Still more important to North Carolina's business was Wachovia Bank and Trust Company of Winston-Salem. Both founder-president Francis H. Fries and, following his death in 1931, his successor, Robert M. Hanes, were scions of great textile families. By an ambitious series of mergers, including that with black-owned-and-operated Forsyth Saving and Trust Company in 1930, Wachovia developed into the largest bank between Washington, D.C., and Atlanta. Its $1.5 billion dollars in resources ranked it in 1969 as one of the major banking firms in the nation. Recently, Wachovia and First Union Bank combined to form an even larger financial institution. North Carolina National Bank (NCNB), third largest in the region from the day it was chartered, was formed in 1960 by the merger of large banks in Charlotte and Greensboro in a calculated challenge to Wachovia's southeastern leadership. NCNB subsequently became NationsBank, which in 1998 merged with Bank of America.
Tourism
Deliberate attempts to attract tourists were infrequent before the late 1940s, by which time paved roads and hotels were fairly common. A commemoration of the three hundred and fiftieth anniversary of the birth of Virginia Dare, first English child born in America, at the site of her birth on Roanoke Island, in Dare County, was a prewar event that presaged the future drawing power of North Carolina for visitors from other sections of the country. The 1937 event featured an outdoor drama written by Pulitzer Prize-winner Paul Green of Chapel Hill entitled The Lost Colony.
The success of The Lost Colony inspired similar historical dramas in later years. The most popular of these included Kermit Hunter's two mountain epics, Unto These Hills, which opened in 1949 at Cherokee, and Horn in the West, begun two years later at Boone.

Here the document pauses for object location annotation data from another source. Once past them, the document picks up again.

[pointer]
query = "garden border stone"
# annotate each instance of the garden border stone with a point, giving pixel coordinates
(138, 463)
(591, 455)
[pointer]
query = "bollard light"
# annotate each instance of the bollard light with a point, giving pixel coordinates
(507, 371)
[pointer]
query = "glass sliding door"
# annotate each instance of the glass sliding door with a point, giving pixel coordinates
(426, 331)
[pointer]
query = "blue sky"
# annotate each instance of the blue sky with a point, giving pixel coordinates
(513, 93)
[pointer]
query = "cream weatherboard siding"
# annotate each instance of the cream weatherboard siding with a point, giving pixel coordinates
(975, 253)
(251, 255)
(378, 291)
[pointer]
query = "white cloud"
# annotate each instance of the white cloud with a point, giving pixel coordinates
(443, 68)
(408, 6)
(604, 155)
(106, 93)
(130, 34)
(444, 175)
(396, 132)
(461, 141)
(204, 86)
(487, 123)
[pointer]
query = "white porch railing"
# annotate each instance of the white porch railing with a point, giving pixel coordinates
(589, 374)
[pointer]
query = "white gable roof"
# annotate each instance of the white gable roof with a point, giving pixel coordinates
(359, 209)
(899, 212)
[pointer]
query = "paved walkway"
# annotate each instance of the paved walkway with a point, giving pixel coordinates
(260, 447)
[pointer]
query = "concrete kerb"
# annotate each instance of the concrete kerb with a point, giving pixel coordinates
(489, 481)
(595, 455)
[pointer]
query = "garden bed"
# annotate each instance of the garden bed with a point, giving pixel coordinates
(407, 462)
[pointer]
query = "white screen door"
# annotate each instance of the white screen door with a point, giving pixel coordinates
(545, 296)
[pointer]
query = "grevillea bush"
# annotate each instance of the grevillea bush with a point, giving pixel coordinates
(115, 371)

The rebuilding of Tryon Palace at New Bern in the 1950s was a milestone in the growth of interest in historic restoration and preservation that also aided tourism. Local initiative often played the key role in such projects, which restored the eighteenth-century Moravian village of Salem and whole clusters of early buildings at Edenton, Halifax, Murfreesboro, Wilmington, and other towns.
North Carolina becomes a hub for trucking and seagoing ports
By the 1950s a booming North Carolina wholesale and retail trade led the South Atlantic Region. The state had become the hub of the eastern seaboard's trucking industry, with the home offices of more long-time interstate trucking firms than any other state in the union.
In port facilities and seagoing business, North Carolina's ports ranked well behind Savannah and Norfolk but had overtaken the ports of South Carolina in business volume. With the aid of the State Ports Authority, established in 1945, Wilmington's maritime business rose steadily. By 1968 it was handling the cargoes of more than 500 ships, 23,000 trucks, and 8,000 railroad cars per year. Morehead City, with its shallower harbor, handled less than half of Wilmington's commerce but hoped for greater progress following completion in 1968 of a bulk facility with a half-mile-long conveyor belt and 600,000 square feet of warehouse space.